Tube Dude Lost Credibility

Other than fixing the 11 spelling mistakes in the comments made by TubeRail “Car Salesman” Pulliam, here is a free tip on trying to bring new ideas to the public: try using real facts. Once you lose your credibility, it is very difficult to ever get it back, especially from those of us that do our homework and actually work in the transportation industry.

1. Maglev in CA/NV will reach a speed of 310mph (ave of 200mph). The Shanghai Maglev system reaches a speed of 270mph (ave of 155mph). It covers 19 miles in 7min and 20 secs. Anyone who has first level mathematic skills can figure this one out.

On the other hand, TubeRail really does not know how fast it can go because they have NO DEMONSTRATION SYSTEM anywhere (unlike Maglev which has had one for 30 years and has already advanced the vehicle to its 9th version). TubeRail’s wish list is stated on their own website:

“In order to obtain a significant market share by inducing modal shift from automobiles and short haul air routes, the Tubular Rail system must be capable of traveling at speeds in the vicinity of 150 mph”

In other words, Maglev WILL reach 310 mph. TubeRail WOULD LIKE to reach 150mph.

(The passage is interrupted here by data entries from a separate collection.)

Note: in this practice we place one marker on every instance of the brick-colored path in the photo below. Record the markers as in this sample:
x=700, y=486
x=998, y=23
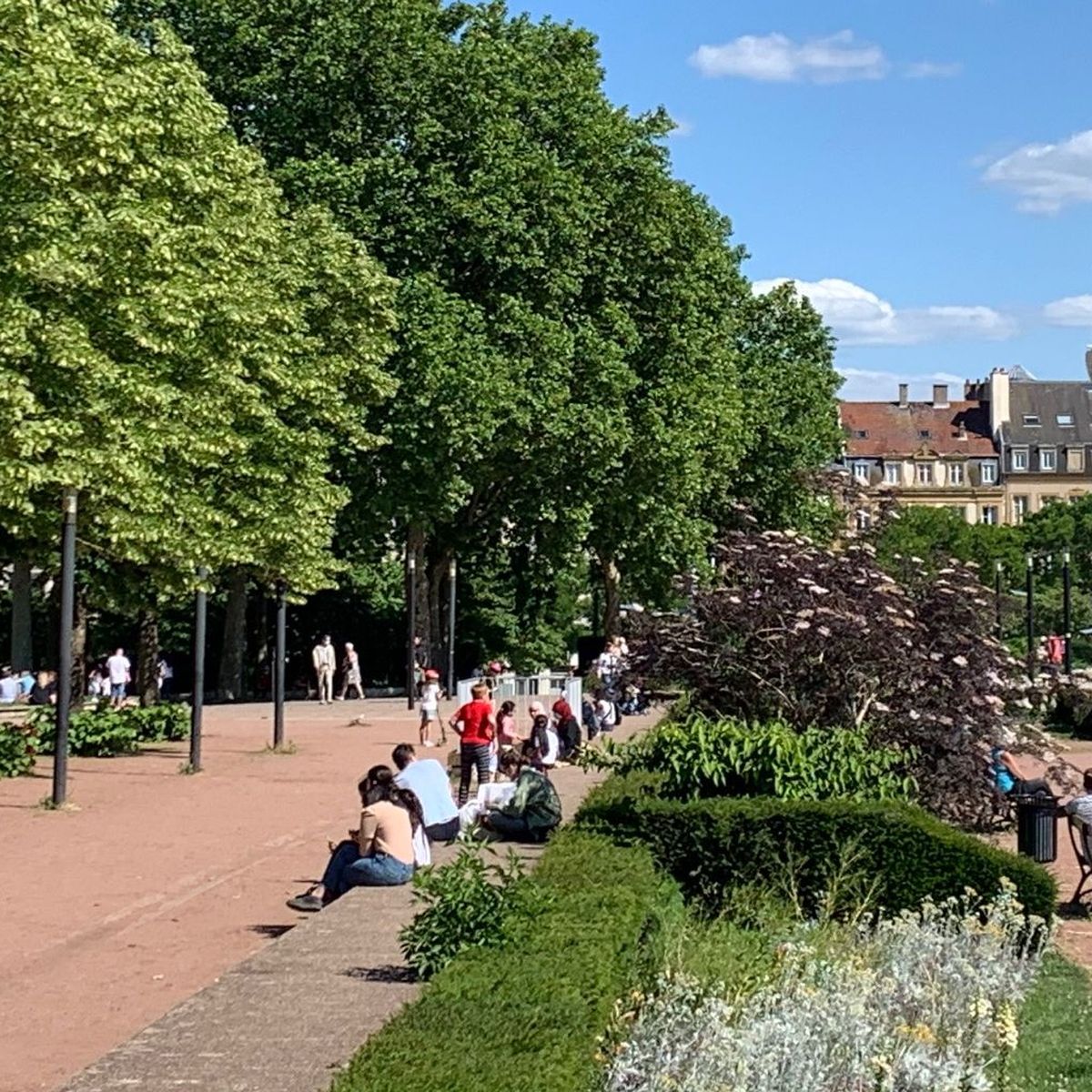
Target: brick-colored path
x=158, y=883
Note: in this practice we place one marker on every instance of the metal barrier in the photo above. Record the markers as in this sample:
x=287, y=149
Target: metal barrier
x=546, y=687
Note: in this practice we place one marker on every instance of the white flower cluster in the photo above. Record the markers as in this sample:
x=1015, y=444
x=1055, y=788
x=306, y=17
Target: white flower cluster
x=922, y=1003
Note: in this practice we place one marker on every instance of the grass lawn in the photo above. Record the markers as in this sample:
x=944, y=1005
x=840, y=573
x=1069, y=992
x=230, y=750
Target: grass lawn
x=1055, y=1051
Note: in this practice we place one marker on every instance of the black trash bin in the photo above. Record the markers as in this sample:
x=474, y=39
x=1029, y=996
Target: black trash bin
x=1037, y=828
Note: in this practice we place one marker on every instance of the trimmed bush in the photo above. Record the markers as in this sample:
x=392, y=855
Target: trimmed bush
x=525, y=1016
x=714, y=847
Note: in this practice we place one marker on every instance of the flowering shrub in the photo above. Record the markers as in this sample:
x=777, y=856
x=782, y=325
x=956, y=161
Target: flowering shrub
x=923, y=1003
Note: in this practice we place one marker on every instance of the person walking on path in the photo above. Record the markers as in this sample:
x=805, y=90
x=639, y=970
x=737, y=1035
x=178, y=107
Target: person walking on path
x=430, y=709
x=120, y=672
x=350, y=667
x=322, y=658
x=475, y=726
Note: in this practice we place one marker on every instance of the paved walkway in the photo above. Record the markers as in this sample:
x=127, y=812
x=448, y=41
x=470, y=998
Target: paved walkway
x=116, y=913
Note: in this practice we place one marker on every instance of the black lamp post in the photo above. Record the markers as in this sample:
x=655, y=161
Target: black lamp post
x=65, y=652
x=282, y=611
x=200, y=617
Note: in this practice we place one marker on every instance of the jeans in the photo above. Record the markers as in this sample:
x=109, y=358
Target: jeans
x=443, y=831
x=470, y=756
x=349, y=869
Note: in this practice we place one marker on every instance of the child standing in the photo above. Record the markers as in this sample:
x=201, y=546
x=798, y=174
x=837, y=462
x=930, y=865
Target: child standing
x=430, y=708
x=476, y=729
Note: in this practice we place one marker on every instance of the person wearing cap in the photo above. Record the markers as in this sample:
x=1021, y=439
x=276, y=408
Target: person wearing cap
x=430, y=708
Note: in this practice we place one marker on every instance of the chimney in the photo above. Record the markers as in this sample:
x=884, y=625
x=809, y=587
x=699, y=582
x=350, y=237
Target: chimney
x=998, y=399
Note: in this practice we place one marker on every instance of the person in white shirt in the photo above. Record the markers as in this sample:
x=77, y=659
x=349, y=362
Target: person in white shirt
x=429, y=781
x=322, y=659
x=430, y=709
x=119, y=671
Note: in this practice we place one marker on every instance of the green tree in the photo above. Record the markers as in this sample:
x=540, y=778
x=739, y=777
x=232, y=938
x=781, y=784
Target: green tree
x=173, y=343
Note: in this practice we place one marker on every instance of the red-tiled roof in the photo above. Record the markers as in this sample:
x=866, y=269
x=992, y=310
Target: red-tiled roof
x=895, y=430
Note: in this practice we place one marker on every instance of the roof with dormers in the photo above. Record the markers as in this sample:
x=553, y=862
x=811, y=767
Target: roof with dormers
x=893, y=430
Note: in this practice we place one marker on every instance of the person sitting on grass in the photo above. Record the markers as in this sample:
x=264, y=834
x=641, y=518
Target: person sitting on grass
x=534, y=808
x=1010, y=779
x=380, y=854
x=429, y=781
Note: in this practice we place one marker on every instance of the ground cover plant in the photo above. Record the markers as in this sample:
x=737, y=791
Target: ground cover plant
x=525, y=1014
x=925, y=1002
x=824, y=639
x=704, y=756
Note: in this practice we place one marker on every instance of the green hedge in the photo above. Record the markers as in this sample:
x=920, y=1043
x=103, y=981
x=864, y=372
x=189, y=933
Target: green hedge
x=525, y=1016
x=714, y=847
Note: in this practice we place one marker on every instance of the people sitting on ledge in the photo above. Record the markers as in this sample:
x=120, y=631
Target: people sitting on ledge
x=534, y=808
x=381, y=853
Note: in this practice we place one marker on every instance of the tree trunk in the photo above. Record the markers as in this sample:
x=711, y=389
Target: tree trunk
x=22, y=647
x=612, y=598
x=147, y=658
x=80, y=645
x=234, y=654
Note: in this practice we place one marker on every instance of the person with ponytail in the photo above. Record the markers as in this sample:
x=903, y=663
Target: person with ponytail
x=381, y=853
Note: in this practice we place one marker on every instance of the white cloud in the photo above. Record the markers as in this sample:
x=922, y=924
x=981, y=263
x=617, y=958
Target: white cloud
x=858, y=317
x=1071, y=311
x=864, y=386
x=932, y=70
x=776, y=58
x=1046, y=177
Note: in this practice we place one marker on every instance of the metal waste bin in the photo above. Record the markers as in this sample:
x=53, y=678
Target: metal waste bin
x=1037, y=828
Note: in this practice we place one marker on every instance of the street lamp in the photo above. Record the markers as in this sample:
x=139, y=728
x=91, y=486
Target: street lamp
x=451, y=627
x=200, y=616
x=65, y=652
x=410, y=627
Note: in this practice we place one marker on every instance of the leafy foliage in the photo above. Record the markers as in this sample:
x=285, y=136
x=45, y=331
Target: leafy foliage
x=823, y=639
x=714, y=846
x=699, y=756
x=525, y=1016
x=467, y=904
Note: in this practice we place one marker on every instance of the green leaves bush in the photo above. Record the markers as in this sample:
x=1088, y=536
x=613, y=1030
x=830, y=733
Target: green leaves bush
x=700, y=756
x=718, y=847
x=525, y=1016
x=468, y=904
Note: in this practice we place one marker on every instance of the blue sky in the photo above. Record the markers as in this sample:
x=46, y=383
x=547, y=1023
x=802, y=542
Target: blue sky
x=922, y=168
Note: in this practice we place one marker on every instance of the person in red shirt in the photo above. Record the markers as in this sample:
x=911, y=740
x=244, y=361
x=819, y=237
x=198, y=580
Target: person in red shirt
x=475, y=726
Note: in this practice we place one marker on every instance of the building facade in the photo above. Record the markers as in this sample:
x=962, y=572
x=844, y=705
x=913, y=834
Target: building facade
x=1010, y=446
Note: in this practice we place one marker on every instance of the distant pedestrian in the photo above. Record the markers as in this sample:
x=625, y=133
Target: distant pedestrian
x=120, y=674
x=430, y=709
x=350, y=672
x=322, y=658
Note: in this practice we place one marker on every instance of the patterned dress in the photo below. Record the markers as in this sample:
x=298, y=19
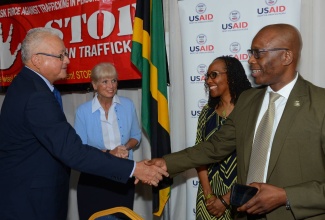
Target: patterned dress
x=221, y=175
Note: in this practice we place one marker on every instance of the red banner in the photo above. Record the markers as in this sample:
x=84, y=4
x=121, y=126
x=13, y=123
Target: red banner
x=93, y=31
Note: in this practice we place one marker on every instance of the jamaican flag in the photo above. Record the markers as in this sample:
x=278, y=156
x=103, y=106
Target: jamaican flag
x=149, y=56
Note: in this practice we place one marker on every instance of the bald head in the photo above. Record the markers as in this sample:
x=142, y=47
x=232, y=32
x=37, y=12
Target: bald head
x=283, y=36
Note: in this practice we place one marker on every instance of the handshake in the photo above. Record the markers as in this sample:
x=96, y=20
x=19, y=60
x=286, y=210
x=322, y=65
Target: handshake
x=150, y=171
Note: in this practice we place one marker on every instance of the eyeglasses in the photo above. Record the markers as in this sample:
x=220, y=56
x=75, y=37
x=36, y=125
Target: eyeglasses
x=106, y=81
x=213, y=75
x=61, y=56
x=257, y=52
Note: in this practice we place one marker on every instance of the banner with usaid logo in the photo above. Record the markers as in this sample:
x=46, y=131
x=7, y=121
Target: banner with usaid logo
x=213, y=28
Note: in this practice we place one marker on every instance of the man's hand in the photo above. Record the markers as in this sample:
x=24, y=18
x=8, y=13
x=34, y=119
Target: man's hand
x=160, y=162
x=266, y=199
x=120, y=151
x=149, y=174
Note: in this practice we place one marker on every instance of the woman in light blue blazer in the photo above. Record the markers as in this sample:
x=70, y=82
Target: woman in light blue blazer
x=108, y=122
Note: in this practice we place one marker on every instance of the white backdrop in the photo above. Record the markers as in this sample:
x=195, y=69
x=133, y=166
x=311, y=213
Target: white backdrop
x=312, y=59
x=211, y=29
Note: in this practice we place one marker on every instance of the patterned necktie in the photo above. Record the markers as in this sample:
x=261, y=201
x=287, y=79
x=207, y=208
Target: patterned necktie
x=57, y=95
x=262, y=143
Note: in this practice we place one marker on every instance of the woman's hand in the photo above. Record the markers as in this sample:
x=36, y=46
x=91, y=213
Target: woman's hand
x=215, y=207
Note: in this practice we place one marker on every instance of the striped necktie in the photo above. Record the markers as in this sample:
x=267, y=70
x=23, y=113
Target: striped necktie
x=57, y=95
x=261, y=143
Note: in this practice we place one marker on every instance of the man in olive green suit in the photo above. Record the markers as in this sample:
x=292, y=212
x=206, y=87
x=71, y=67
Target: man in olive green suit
x=294, y=184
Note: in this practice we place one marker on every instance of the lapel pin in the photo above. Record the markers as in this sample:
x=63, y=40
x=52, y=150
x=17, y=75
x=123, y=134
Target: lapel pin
x=296, y=104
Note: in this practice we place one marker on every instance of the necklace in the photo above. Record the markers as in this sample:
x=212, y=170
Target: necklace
x=224, y=113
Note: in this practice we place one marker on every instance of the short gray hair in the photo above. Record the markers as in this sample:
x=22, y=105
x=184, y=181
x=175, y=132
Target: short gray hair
x=103, y=70
x=33, y=38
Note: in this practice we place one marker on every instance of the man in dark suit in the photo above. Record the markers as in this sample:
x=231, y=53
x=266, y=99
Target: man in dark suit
x=37, y=144
x=293, y=183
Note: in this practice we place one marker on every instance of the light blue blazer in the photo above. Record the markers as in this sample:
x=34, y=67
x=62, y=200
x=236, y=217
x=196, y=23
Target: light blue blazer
x=88, y=125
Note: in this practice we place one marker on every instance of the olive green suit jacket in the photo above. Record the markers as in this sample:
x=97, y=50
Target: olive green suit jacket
x=297, y=161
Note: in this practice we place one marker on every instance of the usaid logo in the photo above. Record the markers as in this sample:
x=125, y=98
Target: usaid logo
x=195, y=183
x=200, y=8
x=234, y=47
x=234, y=16
x=202, y=69
x=235, y=25
x=271, y=9
x=270, y=2
x=201, y=39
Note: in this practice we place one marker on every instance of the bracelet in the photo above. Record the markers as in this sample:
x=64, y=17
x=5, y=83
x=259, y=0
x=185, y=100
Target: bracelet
x=127, y=147
x=223, y=202
x=209, y=196
x=288, y=207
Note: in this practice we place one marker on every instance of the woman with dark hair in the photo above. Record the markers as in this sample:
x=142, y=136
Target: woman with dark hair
x=225, y=81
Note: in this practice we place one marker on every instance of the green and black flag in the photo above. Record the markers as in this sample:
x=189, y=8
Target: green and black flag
x=149, y=56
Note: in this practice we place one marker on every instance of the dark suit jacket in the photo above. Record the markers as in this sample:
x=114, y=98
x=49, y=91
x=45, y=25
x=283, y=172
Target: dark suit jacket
x=37, y=147
x=297, y=161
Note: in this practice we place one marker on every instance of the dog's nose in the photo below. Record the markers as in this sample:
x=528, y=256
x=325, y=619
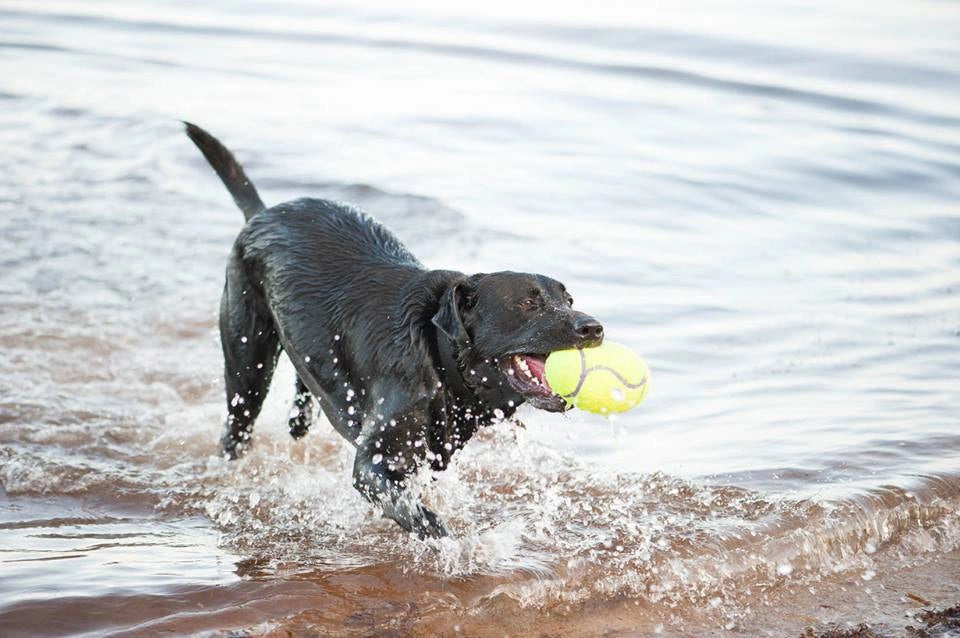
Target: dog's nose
x=588, y=330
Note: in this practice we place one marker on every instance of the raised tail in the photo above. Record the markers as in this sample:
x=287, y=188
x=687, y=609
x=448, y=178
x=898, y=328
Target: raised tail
x=229, y=170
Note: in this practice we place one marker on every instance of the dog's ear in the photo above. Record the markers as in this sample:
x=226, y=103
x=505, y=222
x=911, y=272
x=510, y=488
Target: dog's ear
x=455, y=301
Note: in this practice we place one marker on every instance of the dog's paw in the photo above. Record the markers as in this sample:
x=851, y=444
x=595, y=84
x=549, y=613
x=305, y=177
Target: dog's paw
x=426, y=524
x=299, y=425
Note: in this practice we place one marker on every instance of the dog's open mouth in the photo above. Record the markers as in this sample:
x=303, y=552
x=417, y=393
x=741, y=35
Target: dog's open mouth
x=525, y=374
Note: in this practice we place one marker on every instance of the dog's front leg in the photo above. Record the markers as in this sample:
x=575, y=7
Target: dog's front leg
x=387, y=453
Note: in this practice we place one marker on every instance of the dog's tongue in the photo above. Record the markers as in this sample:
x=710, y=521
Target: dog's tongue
x=536, y=366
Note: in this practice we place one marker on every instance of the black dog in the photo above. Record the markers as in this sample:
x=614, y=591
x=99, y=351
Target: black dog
x=407, y=363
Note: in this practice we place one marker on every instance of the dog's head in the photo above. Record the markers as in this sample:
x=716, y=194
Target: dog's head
x=503, y=325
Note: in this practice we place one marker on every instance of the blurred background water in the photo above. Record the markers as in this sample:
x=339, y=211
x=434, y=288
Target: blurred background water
x=760, y=198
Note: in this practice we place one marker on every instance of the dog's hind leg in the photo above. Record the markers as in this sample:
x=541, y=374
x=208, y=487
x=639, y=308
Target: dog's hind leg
x=301, y=415
x=250, y=350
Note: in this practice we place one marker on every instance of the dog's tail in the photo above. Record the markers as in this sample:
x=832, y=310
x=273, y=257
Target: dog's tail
x=229, y=170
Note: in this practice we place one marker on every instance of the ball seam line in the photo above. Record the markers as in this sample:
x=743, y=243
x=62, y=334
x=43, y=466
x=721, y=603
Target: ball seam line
x=584, y=370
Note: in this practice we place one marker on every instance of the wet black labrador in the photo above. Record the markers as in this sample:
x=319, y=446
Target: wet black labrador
x=407, y=363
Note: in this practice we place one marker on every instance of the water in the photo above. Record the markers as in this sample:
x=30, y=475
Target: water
x=760, y=199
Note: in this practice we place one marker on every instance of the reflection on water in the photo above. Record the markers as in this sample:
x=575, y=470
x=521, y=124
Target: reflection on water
x=761, y=200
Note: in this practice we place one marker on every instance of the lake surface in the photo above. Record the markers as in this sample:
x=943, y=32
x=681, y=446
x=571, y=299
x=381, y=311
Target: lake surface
x=762, y=199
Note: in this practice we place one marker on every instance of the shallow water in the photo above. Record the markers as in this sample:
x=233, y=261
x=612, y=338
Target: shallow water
x=760, y=199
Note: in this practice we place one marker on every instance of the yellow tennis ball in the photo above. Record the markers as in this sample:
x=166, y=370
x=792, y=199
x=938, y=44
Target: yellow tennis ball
x=606, y=379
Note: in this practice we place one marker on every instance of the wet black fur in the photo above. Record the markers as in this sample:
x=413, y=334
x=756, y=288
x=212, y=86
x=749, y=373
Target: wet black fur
x=405, y=362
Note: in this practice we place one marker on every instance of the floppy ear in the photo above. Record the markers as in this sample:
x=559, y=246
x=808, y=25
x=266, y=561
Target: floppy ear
x=448, y=317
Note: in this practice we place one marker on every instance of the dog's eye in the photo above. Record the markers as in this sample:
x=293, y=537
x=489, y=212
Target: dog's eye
x=528, y=304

2. The cost of the Maglev (between CA and NV) will be $45M/mile or $12 Billion total. I investigated this claim myself and found that this estimate has been accepted and approved by the Federal Railroad Admin and is published in the Government Accountability Office report.

Tube Rail Pulliam erroneously draws the conclusion that the Maglev system would cost $100M/mile just because this is the price given for a highly dense East Coast maglev project. That’s like saying that building a house on a flat, cleared parcel of land would cost the same as building one on a steep graded, forested mountain.

I welcome new ideas and innovation into our industry, but do so with facts. Unfortunately the engineering and facts of TubeRail Pulliam is about as accurate as his poor spelling and grammar.